We are looking for individuals with muscle weakness who have had delay of gross motor milestones, but who have achieved the ability to walk independently.  Affected individuals have had a slowly progressive with deterioration from the 2nd or 3rd decade.  They also developed spinal rigidity or kyphoscolisosis and restrictive lung disease from the second decade.   Swallowing difficulties and velopharyngeal incompetence were prominent in one family.  There was no facial involvement or ophthalmoplegia and cognition was normal.  CK was normal to moderately elevated.  EMG was mildly myopathic.  Muscle biopsy showed mild dystrophic changes.  Inheritance was autosomal recessive.

If you have patients with similar features, please be in contact for further information.  We are interested in obtaining a DNA sample to sequence two different genes.

Please contact gina.ogrady@health.nsw.gov.au or nigel.clarke@health.nsw.gov.au for further information.

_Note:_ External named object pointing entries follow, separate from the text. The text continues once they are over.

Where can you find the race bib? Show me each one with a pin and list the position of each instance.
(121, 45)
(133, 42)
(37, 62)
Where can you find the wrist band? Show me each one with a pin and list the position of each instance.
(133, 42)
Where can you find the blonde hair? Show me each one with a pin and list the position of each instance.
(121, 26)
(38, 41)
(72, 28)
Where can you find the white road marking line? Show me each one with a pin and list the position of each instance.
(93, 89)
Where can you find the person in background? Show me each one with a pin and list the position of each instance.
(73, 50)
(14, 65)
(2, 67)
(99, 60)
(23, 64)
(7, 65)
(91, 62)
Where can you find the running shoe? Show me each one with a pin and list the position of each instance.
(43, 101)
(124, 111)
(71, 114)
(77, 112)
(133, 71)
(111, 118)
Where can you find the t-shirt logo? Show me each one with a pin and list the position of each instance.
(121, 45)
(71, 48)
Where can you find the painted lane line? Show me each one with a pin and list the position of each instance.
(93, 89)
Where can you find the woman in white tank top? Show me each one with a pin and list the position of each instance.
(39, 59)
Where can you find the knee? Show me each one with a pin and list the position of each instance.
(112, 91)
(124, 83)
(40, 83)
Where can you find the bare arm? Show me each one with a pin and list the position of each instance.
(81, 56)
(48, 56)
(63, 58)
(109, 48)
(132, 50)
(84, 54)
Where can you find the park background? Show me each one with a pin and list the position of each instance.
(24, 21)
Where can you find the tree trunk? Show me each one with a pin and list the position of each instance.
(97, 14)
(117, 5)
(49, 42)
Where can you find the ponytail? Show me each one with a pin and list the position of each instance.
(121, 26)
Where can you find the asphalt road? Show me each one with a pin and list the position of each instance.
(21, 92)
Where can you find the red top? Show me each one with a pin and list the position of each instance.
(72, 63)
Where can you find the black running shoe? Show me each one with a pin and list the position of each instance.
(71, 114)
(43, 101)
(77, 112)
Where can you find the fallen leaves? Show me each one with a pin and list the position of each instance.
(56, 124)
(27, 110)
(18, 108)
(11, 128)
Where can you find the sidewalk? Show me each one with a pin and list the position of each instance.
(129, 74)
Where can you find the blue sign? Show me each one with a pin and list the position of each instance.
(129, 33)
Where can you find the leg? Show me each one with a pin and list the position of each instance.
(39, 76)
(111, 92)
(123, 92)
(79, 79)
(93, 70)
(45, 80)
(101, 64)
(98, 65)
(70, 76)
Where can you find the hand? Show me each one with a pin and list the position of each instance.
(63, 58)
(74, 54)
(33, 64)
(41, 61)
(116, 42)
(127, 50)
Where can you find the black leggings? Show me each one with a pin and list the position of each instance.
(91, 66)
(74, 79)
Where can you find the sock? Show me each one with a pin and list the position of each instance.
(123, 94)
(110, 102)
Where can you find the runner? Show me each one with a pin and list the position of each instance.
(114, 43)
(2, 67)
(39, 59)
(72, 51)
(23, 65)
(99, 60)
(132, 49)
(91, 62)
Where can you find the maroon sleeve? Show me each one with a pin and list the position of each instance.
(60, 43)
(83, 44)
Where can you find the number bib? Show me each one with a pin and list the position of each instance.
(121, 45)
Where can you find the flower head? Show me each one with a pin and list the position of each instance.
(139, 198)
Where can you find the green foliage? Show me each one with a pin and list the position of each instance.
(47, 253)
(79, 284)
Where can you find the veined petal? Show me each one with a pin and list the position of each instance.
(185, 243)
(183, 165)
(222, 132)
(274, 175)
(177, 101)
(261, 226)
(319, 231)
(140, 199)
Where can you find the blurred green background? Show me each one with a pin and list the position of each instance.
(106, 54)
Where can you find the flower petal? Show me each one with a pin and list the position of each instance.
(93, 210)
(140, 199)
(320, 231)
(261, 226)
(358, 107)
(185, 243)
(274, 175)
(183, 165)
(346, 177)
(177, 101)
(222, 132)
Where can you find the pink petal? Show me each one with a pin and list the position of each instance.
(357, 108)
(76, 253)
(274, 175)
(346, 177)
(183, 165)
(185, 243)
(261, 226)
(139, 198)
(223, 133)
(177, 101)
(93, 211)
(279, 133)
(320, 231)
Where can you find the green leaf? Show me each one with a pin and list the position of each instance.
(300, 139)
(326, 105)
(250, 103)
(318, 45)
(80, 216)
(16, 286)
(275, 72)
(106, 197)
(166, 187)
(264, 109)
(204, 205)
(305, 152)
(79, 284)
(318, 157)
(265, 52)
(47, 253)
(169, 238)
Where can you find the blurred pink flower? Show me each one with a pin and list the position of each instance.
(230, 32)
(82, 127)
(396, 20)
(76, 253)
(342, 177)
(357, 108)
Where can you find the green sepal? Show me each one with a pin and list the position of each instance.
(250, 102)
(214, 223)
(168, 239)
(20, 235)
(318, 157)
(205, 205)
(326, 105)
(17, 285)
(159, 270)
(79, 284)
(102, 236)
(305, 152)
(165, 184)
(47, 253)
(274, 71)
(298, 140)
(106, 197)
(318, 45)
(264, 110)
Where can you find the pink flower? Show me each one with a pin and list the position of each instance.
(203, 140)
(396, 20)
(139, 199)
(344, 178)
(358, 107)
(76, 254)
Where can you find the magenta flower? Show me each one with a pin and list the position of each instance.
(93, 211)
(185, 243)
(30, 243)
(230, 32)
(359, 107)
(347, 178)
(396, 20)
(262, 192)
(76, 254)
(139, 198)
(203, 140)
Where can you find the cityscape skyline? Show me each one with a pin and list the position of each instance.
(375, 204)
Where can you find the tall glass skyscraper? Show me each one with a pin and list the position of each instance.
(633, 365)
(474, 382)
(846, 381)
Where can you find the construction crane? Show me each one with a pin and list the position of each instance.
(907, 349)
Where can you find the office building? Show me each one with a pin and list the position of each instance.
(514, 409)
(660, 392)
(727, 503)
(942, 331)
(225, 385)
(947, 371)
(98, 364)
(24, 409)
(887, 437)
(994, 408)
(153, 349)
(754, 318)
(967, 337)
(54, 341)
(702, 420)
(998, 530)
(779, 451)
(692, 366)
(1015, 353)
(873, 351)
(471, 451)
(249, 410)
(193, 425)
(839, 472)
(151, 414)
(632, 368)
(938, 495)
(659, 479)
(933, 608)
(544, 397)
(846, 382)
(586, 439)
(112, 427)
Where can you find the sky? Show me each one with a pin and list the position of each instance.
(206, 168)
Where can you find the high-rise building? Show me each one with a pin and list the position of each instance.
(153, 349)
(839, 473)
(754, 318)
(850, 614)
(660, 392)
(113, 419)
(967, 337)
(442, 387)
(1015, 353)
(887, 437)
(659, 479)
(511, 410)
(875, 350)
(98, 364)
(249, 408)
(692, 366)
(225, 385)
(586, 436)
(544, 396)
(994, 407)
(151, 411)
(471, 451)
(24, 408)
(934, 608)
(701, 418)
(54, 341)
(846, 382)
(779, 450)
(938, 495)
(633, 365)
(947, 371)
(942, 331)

Autosomal Recessive Distal Arthrogryposis with distinctive features

Professor Muntoni and his group would be pleased to receive DNA samples from families with autosomal recessive arthrogryposis with distinctive facial features. The patients have mild learning difficulty but normal brain imaging. There may be ptosis (but not always), prominent eyes, and a deep central furrow in the tongue. Some patients have cleft palate. There is facial weakness and mild proximal muscle weakness. Boys have cryptorchidism. Finger flexion contractures are severe affecting 2nd and 3rd fingers and thumbs may be adducted. Lower limb contractures of knee with limitation of flexion and extension, following extended breech position at birth, are a feature. Deep tendon reflexes are reduced. Neurophysiology is myopathic with no SFEMG abnormalities. CK is normal. Muscle biopsy may show type 1 fibre predominance and mini-cores.

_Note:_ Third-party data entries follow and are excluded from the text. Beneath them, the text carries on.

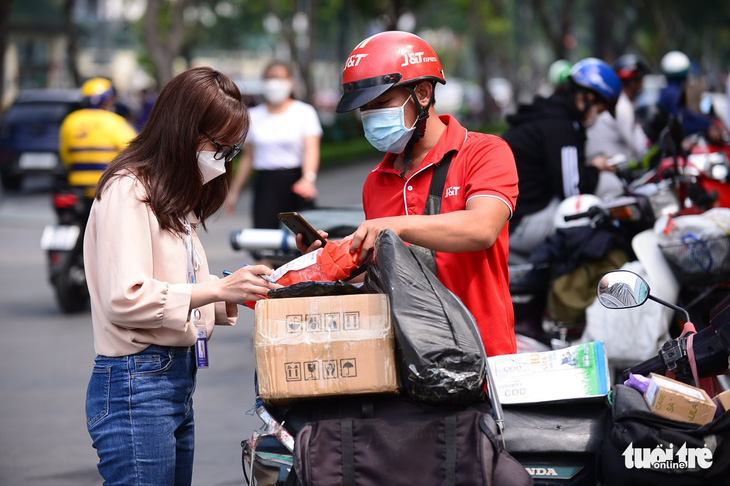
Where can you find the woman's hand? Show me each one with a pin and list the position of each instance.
(247, 283)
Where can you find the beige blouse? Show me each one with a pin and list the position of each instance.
(137, 276)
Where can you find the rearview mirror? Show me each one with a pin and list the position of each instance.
(622, 289)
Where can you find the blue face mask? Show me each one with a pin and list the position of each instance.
(385, 128)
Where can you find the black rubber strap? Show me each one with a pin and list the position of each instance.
(450, 440)
(433, 206)
(348, 453)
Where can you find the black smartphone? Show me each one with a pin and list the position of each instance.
(295, 222)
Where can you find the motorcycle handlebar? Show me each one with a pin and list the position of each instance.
(711, 357)
(593, 211)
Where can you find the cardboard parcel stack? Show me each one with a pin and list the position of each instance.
(576, 372)
(678, 401)
(318, 346)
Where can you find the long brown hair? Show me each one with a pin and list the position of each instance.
(194, 105)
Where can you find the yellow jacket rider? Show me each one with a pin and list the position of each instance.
(91, 137)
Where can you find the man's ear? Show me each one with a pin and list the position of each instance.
(424, 90)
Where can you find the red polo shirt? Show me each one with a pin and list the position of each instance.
(483, 167)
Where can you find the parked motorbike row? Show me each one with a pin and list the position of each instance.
(579, 441)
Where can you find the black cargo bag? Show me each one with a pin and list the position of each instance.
(441, 358)
(638, 434)
(398, 442)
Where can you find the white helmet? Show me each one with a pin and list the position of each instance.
(675, 64)
(574, 205)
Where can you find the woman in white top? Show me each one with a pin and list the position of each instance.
(283, 147)
(154, 302)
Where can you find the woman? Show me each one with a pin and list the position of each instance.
(149, 281)
(283, 147)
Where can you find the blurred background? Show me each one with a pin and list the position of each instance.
(495, 52)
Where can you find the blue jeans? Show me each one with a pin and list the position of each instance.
(139, 412)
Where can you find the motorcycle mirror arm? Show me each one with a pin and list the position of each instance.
(671, 306)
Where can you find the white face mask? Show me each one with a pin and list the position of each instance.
(210, 168)
(277, 90)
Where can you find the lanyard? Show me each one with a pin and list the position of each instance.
(193, 255)
(201, 345)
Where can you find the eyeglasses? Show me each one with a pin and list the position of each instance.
(224, 151)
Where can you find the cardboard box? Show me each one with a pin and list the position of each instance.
(572, 373)
(723, 400)
(678, 401)
(319, 346)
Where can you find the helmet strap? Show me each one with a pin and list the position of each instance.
(419, 132)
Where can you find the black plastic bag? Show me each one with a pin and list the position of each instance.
(439, 349)
(316, 289)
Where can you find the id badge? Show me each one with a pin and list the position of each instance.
(201, 344)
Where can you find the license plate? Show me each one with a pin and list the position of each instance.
(39, 160)
(59, 238)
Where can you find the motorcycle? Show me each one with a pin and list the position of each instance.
(63, 243)
(558, 443)
(530, 282)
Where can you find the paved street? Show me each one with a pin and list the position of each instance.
(46, 357)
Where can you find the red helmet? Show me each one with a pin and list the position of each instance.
(383, 61)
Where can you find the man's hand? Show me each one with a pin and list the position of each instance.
(363, 239)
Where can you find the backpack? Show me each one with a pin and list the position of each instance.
(383, 440)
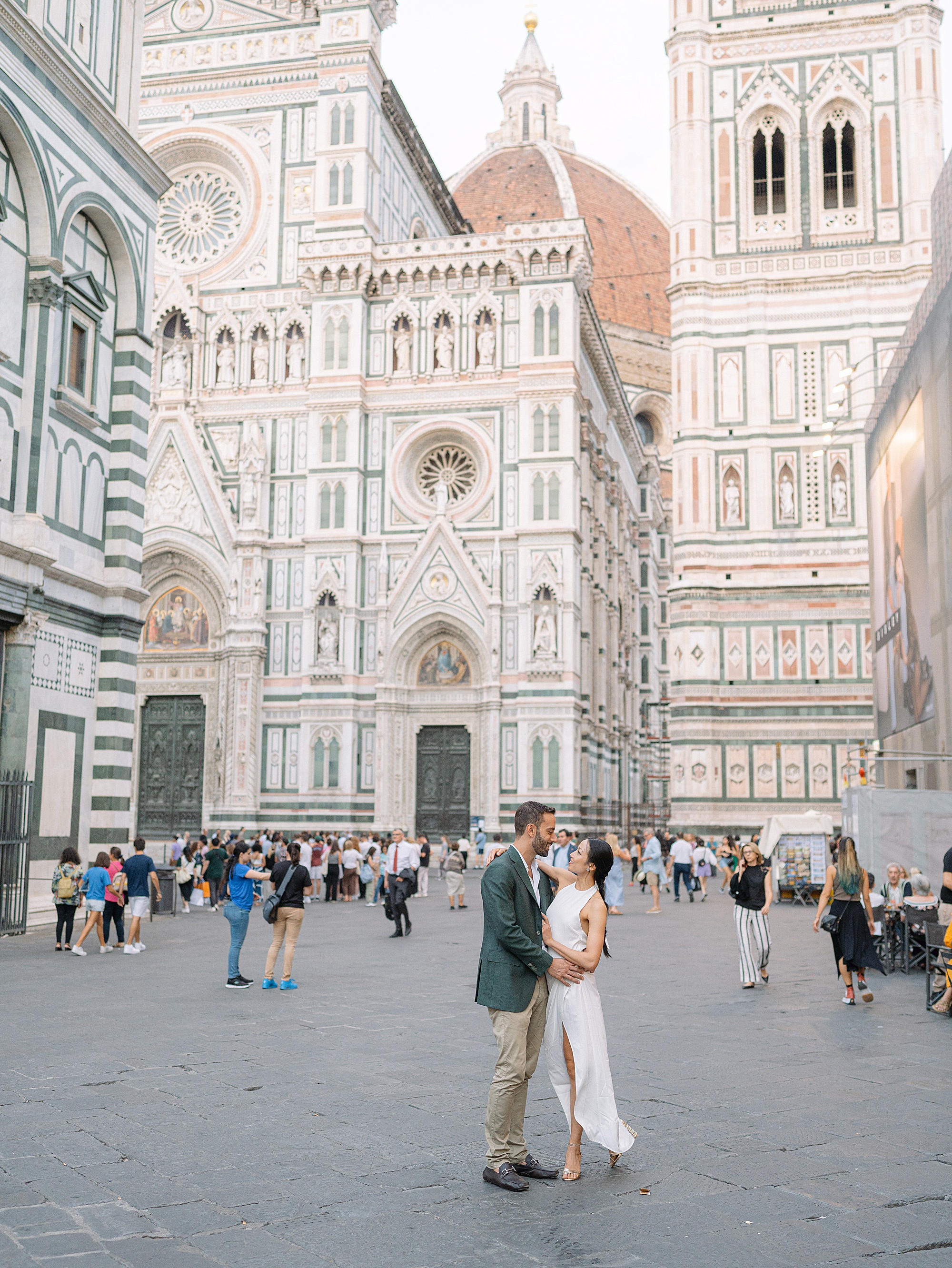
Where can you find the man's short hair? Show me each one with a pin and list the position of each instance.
(530, 812)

For more information please contact: f.muntoni@ich.ucl.ac.uk

Cerebellar ataxia with prominent motor and sensory neuropathy and chronic cough

We are conducting genetic analyses on the following family with a syndrome of cerebellar ataxia with prominent motor and sensory neuropathy and chronic cough and are searching for any similar families to help confirm our research findings.

Do you know of a patient or family with a similarpresentation to that described below?

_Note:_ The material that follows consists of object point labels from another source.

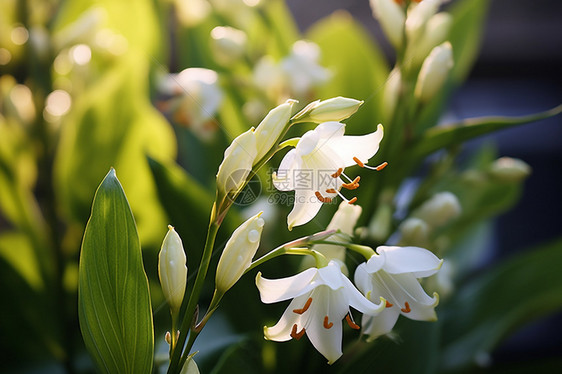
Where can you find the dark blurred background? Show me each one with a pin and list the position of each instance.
(519, 71)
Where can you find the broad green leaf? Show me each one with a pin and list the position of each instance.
(490, 306)
(359, 69)
(456, 133)
(466, 34)
(416, 340)
(113, 297)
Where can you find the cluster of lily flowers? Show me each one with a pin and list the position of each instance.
(386, 284)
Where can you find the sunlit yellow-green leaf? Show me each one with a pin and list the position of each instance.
(113, 297)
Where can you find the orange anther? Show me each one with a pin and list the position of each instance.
(358, 162)
(305, 308)
(407, 308)
(381, 166)
(337, 173)
(297, 335)
(322, 198)
(351, 324)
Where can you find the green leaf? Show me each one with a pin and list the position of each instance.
(456, 133)
(491, 306)
(359, 69)
(113, 298)
(183, 198)
(466, 34)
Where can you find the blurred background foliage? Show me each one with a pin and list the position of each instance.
(84, 86)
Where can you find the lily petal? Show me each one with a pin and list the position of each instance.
(281, 332)
(363, 147)
(275, 290)
(382, 324)
(360, 302)
(418, 261)
(284, 179)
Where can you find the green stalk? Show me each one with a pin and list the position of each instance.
(188, 320)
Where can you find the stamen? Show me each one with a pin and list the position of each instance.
(337, 173)
(358, 162)
(350, 322)
(353, 184)
(331, 190)
(407, 308)
(322, 198)
(381, 166)
(305, 308)
(297, 335)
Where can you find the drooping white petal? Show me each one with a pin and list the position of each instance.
(380, 324)
(281, 332)
(418, 261)
(362, 147)
(306, 207)
(330, 130)
(333, 305)
(401, 288)
(284, 179)
(275, 290)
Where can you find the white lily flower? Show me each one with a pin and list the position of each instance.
(314, 169)
(321, 300)
(237, 163)
(392, 274)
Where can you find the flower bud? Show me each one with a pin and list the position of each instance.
(172, 270)
(418, 17)
(415, 232)
(228, 44)
(237, 163)
(439, 210)
(334, 109)
(509, 169)
(271, 128)
(434, 72)
(238, 253)
(391, 18)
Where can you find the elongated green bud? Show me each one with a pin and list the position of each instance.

  • Clinical presentation: Two affected brothers presented in their mid 50s with weakness about the ankles, poor balance and a chronic cough. There were cerebellar signs with saccadic interruption of eye movements and a wide-based gait, and later on dysarthria.
  • The mode of inheritance is probably recessive (parents consanguineous), but could be dominant (germline de novo).
  • Creatine kinase levels were elevated (as high as 580 and 1020).
  • Nerve conduction studies indicated a severe sensorimotor peripheral neuropathy, at least as prominent as the cerebellar ataxia.
  • Muscle biopsies exhibit numerous atrophic fibres and group atrophy, in keeping with a neurogenic cause.
  • Electron microscopy displayed subsarcolemmal accumulation of pleomorphic mitochondria with large electron dense inclusions.
  • MRI of the head showed progressive atrophy of the cerebellum, principally of the vermis, and thinning of the brainstem.

 We would be very keen to hear from you if you do.

Please contact A/Prof Phillpa Lamont via email or call her on +61-8-9224 3353

Dominant SMA/Hereditary Motor Neuropathy for genetic testing

We are keen to ascertain families with dominant SMA for a gene discovery project through the Institute for Neuroscience and Muscle Research (INMR), Sydney.

Exome sequencing has recently enabled us to identify a very likely new Dominant Congenital SMA (DCSMA) gene – in a family we have been working with and studying for quite some time. The clinical features in this family are lower limb predominant – and are summarised in our recent journal article in Brain (click here to view the article). We are keen to find other families with mutations in this gene and we canoffer research-based Sanger sequencing of this gene to any Australasian clinicians who have patients with similar features.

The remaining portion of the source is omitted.